If you are within the same modifier interval, then it is actually extremely likely that you will get the same stake kernel on both chains. Why wouldn't you?
The modifier interval is a method applied by some PoS coins in order to protect against N@S attacks. Naive PoS schemes in which the next block's hash target is derived from the previous block, are susceptible for this kind of attack. At least this is how I understand Vitalik's blog post:
The issue is this: suppose that you have 1% stake, and thus every block there is a 1% chance that you will be able to produce (hereinafter, sign) it. Now, suppose there is a fork between chain A and chain B, with chain A being the correct chain. The honest strategy is to try to generate blocks just on A, getting an expected 0.01 A-coins per block.

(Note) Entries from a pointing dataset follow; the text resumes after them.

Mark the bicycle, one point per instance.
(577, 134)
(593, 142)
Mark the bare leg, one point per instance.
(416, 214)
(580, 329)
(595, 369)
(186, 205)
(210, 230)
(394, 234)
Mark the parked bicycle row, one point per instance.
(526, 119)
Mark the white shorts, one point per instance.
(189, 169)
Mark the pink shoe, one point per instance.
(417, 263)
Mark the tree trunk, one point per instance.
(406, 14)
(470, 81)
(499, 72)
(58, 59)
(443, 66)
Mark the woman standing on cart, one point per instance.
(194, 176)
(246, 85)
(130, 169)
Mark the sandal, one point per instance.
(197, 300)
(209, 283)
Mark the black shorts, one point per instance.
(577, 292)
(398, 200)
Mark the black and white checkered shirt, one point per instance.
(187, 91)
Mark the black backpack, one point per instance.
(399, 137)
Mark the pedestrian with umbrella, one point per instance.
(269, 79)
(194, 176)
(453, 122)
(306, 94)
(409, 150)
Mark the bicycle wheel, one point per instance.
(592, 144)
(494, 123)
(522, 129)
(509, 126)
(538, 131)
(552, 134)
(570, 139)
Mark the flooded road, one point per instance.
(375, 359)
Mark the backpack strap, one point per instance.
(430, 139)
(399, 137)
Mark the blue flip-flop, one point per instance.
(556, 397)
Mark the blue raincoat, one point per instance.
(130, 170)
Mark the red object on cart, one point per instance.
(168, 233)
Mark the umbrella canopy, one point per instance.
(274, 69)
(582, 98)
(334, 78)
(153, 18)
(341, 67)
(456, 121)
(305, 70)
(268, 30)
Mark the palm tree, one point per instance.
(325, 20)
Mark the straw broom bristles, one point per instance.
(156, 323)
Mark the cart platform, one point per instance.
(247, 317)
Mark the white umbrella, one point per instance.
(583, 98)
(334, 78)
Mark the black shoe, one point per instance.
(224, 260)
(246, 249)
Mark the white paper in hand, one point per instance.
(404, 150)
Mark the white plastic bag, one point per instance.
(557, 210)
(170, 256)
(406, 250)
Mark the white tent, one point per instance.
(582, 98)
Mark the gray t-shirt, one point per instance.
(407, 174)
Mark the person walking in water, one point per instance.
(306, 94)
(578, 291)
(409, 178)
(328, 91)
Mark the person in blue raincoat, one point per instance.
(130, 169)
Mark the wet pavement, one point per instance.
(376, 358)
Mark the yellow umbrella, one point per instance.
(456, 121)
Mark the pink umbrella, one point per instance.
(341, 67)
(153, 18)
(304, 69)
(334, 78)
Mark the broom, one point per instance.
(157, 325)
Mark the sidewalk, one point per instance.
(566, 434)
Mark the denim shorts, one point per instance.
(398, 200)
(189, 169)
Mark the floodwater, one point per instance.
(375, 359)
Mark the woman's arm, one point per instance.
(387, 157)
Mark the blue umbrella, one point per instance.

An alternative strategy, however, is to try to generate blocks on both A and B, and if you find a block on both at the same time then discarding B. The payout per block is one A-coin if you get lucky on A (0.99% chance), one B-coin if you get lucky on B (0.99% chance) and one A-coin, but no B-coins, if you get lucky on both; hence, the expected payout is 0.01 A-coins plus 0.0099 B-coins if you double-vote. If the stakeholders that need to sign a particular block are decided in advance, however (ie. specifically, decided before a fork starts), then there is no possibility of having the opportunity to vote on A but not B; you either have the opportunity on both or neither. Hence, the dishonest strategy simply collapses into being the same thing as the honest strategy.
I guess what I am saying, is that if there are two chains, why would you not publish the same stake to both chains? If the split happened before the modifier interval has changed (which is the only thing that would alter your utxo hashed kernel value from one chain to the other) then you should have almost identical ability to publish to both chains, assuming that difficulty is relatively similar between the two. You can publish to both chains without modifying a client either, simply all you would need to do is run two nodes, one on each chain.